Page 31 of The Instruments of Darkness
“Getting by,” she said. “They allowed Colleen a phone call. She didn’t sleep well last night, but otherwise, she’s okay.”
“Nobody sleeps well on their first night in jail.”
“Let’s make sure she doesn’t have to experience a second. I have money ready to cover her bail. I disposed of some shares and consolidated accounts. I also have a line of credit open with my bank.” She stared hard at me. “She will be granted bail, right?”
“There are no guarantees,” I told her, “but Moxie is quietly confident. I only worry when he’s loudly so.”
I suggested that Tony get some air, or take the opportunity to go listen to Harry Potter with his brother. I wanted a few minutes alone with Evelyn Miller. Tony didn’t mind. Among the Fulcis’ many finer qualities was their ability to take a hint without taking offense as well.
“How are you finding the company?” I asked.
“Remarkably polite, and very attentive. Not excessively bright, perhaps, but I’ll take kind over clever anytime.”
“You do speak your mind, don’t you?”
“I can keep my mouth shut, too, when the situation requires, but I don’t see any merit in being diplomatic right now.”
Or ever, I thought.
“And what have you been doing today?” she continued, in the tone of the schoolmistress she had once been. I had to resist the urge to check that my shirt wasn’t untucked.
“Interviewing your daughter’s neighbors and friends, or as many of them as I could get to. I also talked with her husband.”
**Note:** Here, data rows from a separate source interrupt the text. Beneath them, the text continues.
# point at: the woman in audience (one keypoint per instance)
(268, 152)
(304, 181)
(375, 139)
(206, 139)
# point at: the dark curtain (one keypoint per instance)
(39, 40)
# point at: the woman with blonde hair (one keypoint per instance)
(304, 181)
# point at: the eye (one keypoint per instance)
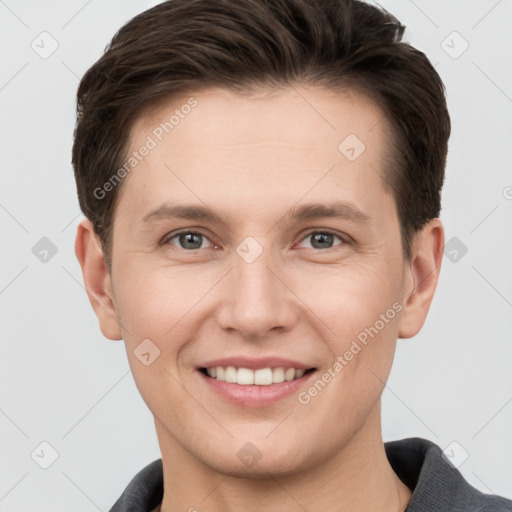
(322, 239)
(188, 240)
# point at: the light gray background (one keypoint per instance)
(63, 383)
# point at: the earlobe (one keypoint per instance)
(422, 277)
(97, 279)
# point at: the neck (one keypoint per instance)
(358, 476)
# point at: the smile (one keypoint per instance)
(258, 377)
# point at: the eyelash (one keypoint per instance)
(167, 238)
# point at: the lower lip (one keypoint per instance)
(253, 395)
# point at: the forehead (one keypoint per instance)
(222, 146)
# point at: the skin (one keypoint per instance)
(251, 159)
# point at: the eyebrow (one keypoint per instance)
(338, 210)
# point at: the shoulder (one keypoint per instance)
(144, 492)
(436, 484)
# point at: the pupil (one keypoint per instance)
(322, 238)
(189, 239)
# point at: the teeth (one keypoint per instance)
(260, 377)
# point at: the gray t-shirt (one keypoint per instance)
(437, 486)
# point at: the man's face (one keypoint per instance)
(263, 289)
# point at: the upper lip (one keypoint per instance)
(256, 363)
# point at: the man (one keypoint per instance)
(261, 181)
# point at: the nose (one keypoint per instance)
(257, 299)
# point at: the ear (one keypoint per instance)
(97, 279)
(422, 274)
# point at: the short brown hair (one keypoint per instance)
(185, 45)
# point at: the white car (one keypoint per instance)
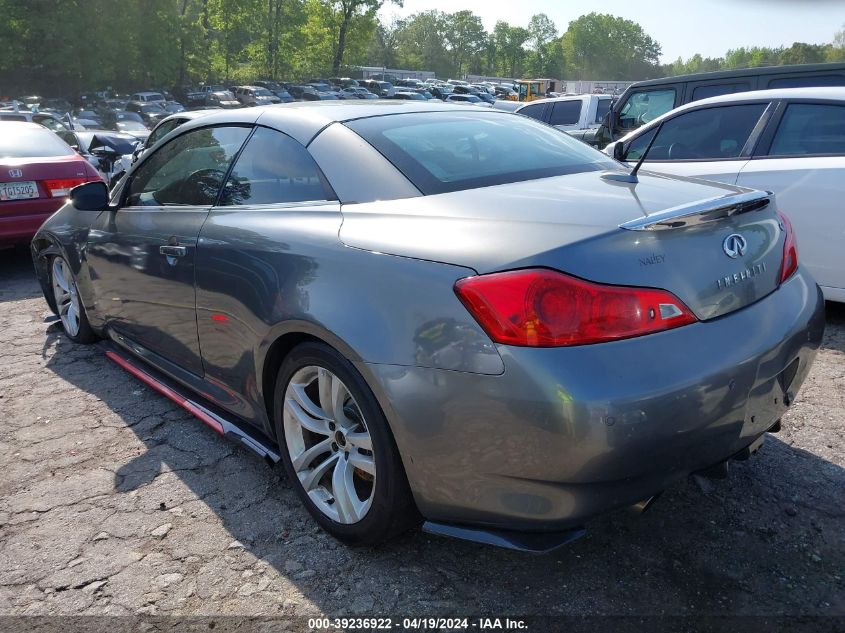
(462, 99)
(149, 97)
(789, 141)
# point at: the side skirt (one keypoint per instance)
(170, 390)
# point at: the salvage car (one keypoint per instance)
(37, 171)
(440, 314)
(789, 141)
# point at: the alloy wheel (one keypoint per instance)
(66, 296)
(329, 444)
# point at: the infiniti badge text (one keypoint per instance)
(748, 273)
(734, 245)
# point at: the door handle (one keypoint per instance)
(173, 251)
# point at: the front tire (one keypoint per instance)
(69, 306)
(337, 448)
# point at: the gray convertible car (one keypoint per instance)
(439, 314)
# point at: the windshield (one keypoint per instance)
(128, 125)
(441, 152)
(94, 141)
(23, 141)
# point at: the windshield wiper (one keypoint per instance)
(631, 177)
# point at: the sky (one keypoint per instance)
(682, 27)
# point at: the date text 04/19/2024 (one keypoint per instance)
(417, 624)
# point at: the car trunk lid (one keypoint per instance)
(717, 247)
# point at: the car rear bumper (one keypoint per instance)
(20, 220)
(568, 433)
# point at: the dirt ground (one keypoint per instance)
(115, 501)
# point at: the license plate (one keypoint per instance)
(18, 190)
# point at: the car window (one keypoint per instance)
(602, 108)
(49, 122)
(806, 81)
(646, 106)
(188, 170)
(565, 112)
(274, 168)
(704, 92)
(534, 111)
(706, 134)
(462, 150)
(161, 131)
(810, 129)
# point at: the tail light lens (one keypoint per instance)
(61, 187)
(790, 250)
(546, 308)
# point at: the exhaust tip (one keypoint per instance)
(640, 507)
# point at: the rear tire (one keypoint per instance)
(337, 448)
(69, 306)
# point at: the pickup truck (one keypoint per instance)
(579, 116)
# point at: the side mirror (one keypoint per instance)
(90, 196)
(618, 151)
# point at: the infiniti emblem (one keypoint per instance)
(734, 245)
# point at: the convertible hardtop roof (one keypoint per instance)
(303, 120)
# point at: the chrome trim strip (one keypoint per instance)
(700, 212)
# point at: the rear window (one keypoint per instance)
(442, 151)
(22, 141)
(565, 112)
(807, 81)
(714, 90)
(602, 109)
(808, 129)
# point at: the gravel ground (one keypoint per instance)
(115, 501)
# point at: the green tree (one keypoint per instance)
(420, 43)
(465, 38)
(510, 42)
(600, 46)
(541, 33)
(346, 10)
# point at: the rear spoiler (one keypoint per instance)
(700, 212)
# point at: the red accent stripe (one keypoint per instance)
(166, 391)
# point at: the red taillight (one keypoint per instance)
(546, 308)
(62, 186)
(790, 250)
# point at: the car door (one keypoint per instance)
(255, 261)
(802, 160)
(713, 142)
(141, 255)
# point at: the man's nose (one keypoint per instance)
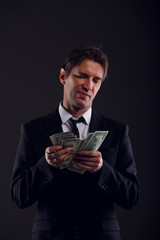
(88, 84)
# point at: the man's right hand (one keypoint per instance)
(55, 155)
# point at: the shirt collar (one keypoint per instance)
(65, 116)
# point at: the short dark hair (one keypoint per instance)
(86, 52)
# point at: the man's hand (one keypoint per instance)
(55, 155)
(89, 160)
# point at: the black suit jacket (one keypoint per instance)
(67, 200)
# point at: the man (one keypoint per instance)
(72, 205)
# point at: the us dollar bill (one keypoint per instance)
(67, 139)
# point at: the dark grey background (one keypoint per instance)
(34, 40)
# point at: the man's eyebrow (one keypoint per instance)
(86, 75)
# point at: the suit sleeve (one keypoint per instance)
(30, 175)
(120, 183)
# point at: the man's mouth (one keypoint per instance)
(83, 94)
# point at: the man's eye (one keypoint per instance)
(80, 76)
(97, 80)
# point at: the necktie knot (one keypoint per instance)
(74, 125)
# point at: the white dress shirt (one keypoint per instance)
(83, 127)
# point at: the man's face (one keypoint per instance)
(82, 85)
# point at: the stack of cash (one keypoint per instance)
(67, 139)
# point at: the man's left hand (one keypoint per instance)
(89, 160)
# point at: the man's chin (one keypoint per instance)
(82, 105)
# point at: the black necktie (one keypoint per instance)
(74, 125)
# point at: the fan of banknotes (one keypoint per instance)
(67, 139)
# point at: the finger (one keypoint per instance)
(61, 152)
(89, 153)
(85, 167)
(87, 163)
(53, 149)
(57, 162)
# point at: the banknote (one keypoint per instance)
(96, 141)
(67, 139)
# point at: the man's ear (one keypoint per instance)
(62, 76)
“I hope you showered after.”
“I cleaned my hands. Like everyone else, I keep sanitizer in the car—but then, I always have.”
“For dirty work?”
“It’s the nature of the business.”
“Yours more than most. I’ve been reading up on you, Mr. Parker. You have violent tendencies.”
She didn’t say it to wound. If anything, she sounded amused.
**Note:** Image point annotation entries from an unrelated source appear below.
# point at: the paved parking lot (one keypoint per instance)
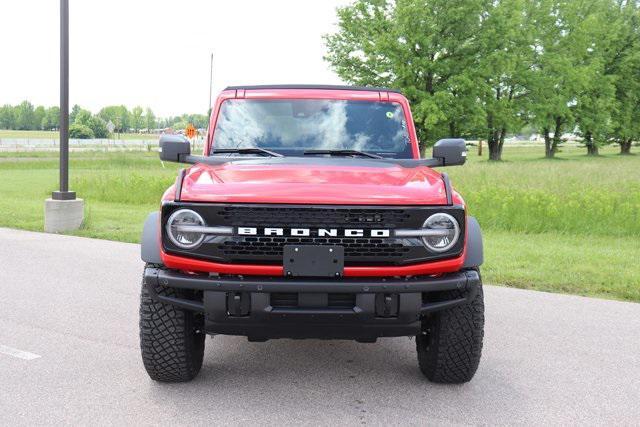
(69, 354)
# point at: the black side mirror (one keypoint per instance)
(174, 148)
(450, 152)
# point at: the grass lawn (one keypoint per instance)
(45, 134)
(567, 225)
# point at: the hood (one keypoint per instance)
(336, 181)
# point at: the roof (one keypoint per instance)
(322, 87)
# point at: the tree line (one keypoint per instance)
(85, 124)
(485, 68)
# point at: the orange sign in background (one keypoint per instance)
(190, 131)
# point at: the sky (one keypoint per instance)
(156, 53)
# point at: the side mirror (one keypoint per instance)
(173, 148)
(450, 152)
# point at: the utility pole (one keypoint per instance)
(63, 211)
(210, 84)
(64, 193)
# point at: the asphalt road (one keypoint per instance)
(548, 359)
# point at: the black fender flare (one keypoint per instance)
(474, 253)
(150, 241)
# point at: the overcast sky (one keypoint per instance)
(156, 53)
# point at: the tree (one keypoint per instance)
(505, 61)
(74, 112)
(150, 119)
(25, 116)
(99, 127)
(118, 115)
(559, 73)
(78, 131)
(427, 49)
(38, 116)
(596, 102)
(51, 118)
(96, 124)
(622, 60)
(7, 117)
(136, 118)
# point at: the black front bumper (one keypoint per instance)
(367, 308)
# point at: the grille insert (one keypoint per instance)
(353, 247)
(260, 216)
(291, 300)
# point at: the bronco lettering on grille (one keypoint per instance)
(305, 232)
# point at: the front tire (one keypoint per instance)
(450, 344)
(171, 339)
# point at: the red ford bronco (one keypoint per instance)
(310, 214)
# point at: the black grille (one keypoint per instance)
(312, 217)
(365, 250)
(273, 246)
(290, 300)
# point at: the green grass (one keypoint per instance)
(45, 134)
(568, 225)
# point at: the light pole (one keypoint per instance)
(210, 83)
(63, 211)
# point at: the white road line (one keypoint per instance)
(10, 351)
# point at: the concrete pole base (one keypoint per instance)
(63, 215)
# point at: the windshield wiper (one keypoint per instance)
(251, 150)
(343, 153)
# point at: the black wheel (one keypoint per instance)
(171, 339)
(450, 344)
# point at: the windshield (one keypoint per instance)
(291, 127)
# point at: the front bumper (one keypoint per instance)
(375, 307)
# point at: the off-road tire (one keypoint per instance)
(171, 339)
(450, 344)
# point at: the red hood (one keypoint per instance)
(340, 183)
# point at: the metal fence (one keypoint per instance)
(27, 144)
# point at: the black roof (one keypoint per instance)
(325, 87)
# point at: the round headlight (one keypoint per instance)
(446, 232)
(178, 228)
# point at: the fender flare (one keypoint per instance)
(474, 253)
(150, 241)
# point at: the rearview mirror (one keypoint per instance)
(450, 152)
(173, 148)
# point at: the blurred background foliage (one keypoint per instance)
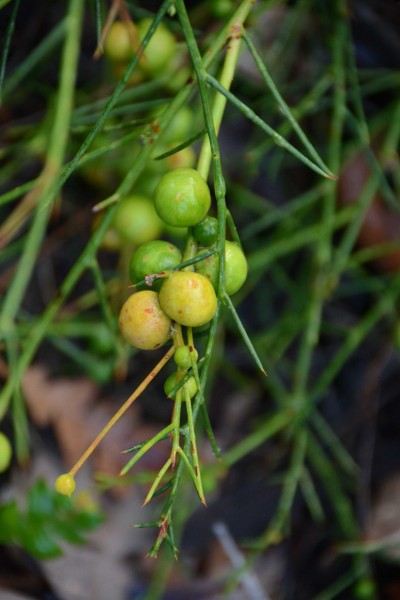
(308, 490)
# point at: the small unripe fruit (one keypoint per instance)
(5, 453)
(121, 42)
(135, 220)
(142, 322)
(188, 298)
(65, 484)
(182, 357)
(151, 258)
(235, 268)
(172, 381)
(160, 50)
(182, 197)
(206, 231)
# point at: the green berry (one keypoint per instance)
(135, 220)
(160, 50)
(142, 322)
(235, 268)
(5, 453)
(65, 484)
(172, 381)
(153, 257)
(182, 357)
(182, 197)
(121, 42)
(188, 298)
(206, 231)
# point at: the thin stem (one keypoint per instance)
(276, 137)
(139, 390)
(145, 447)
(281, 103)
(193, 446)
(157, 480)
(225, 78)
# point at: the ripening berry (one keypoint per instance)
(188, 298)
(142, 322)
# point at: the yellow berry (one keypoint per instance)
(188, 298)
(143, 323)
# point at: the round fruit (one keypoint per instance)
(182, 357)
(188, 298)
(142, 322)
(5, 453)
(153, 257)
(235, 268)
(135, 220)
(172, 381)
(161, 49)
(65, 484)
(182, 197)
(206, 231)
(121, 42)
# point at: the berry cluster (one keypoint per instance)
(186, 297)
“It’s more that trouble finds me.”
“It will if you leave a welcome mat out for it.”
“Are you having second thoughts about my involvement?”
“Not at all. I’d rather have you on our side than theirs.” She allowed some of the tension to leech from her. “Sorry—not for the first time. That was blunt, even for me. I’m more fractious than usual. I didn’t sleep well either.”
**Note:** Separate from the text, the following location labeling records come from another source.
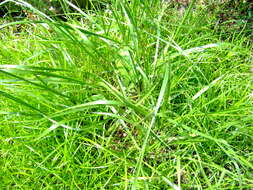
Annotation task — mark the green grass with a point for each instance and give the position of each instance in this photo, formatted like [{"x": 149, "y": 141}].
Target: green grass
[{"x": 136, "y": 96}]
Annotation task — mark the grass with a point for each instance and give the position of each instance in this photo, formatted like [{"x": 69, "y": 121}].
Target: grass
[{"x": 135, "y": 96}]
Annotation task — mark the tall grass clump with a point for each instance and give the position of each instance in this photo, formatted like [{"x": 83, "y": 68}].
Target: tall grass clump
[{"x": 133, "y": 96}]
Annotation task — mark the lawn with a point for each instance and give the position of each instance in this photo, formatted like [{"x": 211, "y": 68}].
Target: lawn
[{"x": 136, "y": 95}]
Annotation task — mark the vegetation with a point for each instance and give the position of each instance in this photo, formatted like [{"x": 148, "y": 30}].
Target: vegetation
[{"x": 137, "y": 95}]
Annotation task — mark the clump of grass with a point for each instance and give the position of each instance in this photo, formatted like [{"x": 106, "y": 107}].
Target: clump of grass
[{"x": 133, "y": 96}]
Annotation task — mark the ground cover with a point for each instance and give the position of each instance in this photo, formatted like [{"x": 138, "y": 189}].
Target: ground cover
[{"x": 138, "y": 95}]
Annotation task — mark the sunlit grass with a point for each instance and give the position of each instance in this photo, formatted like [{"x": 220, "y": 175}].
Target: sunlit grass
[{"x": 132, "y": 96}]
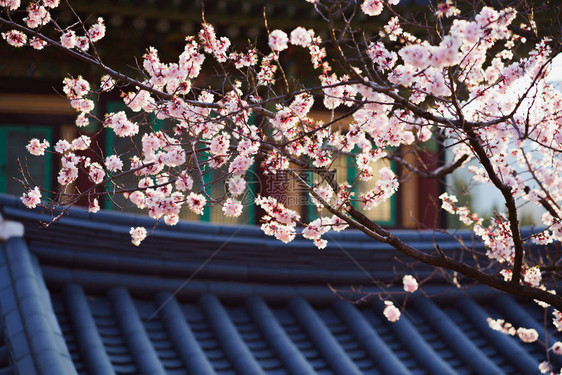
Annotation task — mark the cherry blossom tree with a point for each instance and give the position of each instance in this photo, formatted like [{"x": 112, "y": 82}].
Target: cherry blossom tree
[{"x": 472, "y": 78}]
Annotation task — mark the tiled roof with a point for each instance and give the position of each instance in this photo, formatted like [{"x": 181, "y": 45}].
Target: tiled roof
[{"x": 77, "y": 298}]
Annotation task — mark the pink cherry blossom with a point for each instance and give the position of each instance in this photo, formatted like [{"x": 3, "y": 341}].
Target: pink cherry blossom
[
  {"x": 36, "y": 147},
  {"x": 31, "y": 198},
  {"x": 138, "y": 234},
  {"x": 15, "y": 38},
  {"x": 391, "y": 312},
  {"x": 301, "y": 37},
  {"x": 196, "y": 202},
  {"x": 113, "y": 163},
  {"x": 278, "y": 40},
  {"x": 232, "y": 208},
  {"x": 372, "y": 7},
  {"x": 527, "y": 335},
  {"x": 68, "y": 39},
  {"x": 410, "y": 283}
]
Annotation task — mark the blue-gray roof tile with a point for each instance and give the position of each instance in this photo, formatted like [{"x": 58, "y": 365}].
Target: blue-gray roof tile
[{"x": 79, "y": 299}]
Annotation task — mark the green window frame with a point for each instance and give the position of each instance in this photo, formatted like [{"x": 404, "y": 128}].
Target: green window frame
[
  {"x": 41, "y": 132},
  {"x": 351, "y": 175},
  {"x": 115, "y": 106}
]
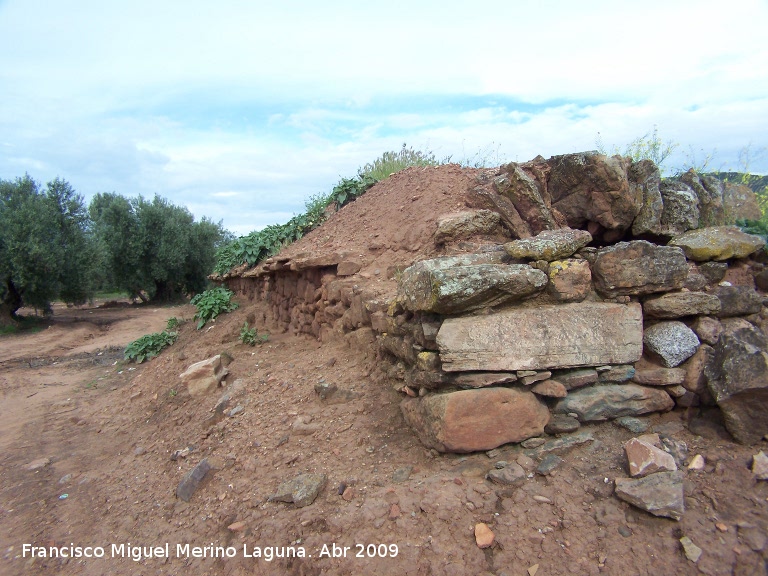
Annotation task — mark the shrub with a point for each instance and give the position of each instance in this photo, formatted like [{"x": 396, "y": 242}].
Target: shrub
[
  {"x": 149, "y": 345},
  {"x": 251, "y": 337},
  {"x": 211, "y": 303}
]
Now that we were done with the preliminaries, I took a seat across from her. I found a piece of a dancer’s ballet slipper on the table and added it to the emerging picture. “I have some questions for you, if you’re up to trying to answer.”
“I’d welcome the mental exercise.”
“How much do you dislike your son-in-law?”
“Now, or how much did I dislike him before all this happened?”
“Let’s accept ‘now’ as a given.”
“I never took to him. Once, after too many glasses of wine, I even advised my daughter against marrying him. I sometimes wonder if she went ahead and did it out of spite. Colleen may act like a shrinking violet, but given the choice between doing the right thing at someone else’s instigation, and the wrong thing of her own volition, she has a habit of picking the second option. She was always a headstrong child, in her disassociated way.”
“What about your late husband? Did he share your view of Stephen?”
“Tom was a poor judge of character,” she said. “No, that’s not fair: my husband was simply better with numbers than people. He was more comfortable working in the abstract, but he doted on Colleen. He was happy she’d found someone she wanted to be with, and who wanted to be with her, too, insofar as Tom understood the concept. He was never more at home with anyone than he was with himself.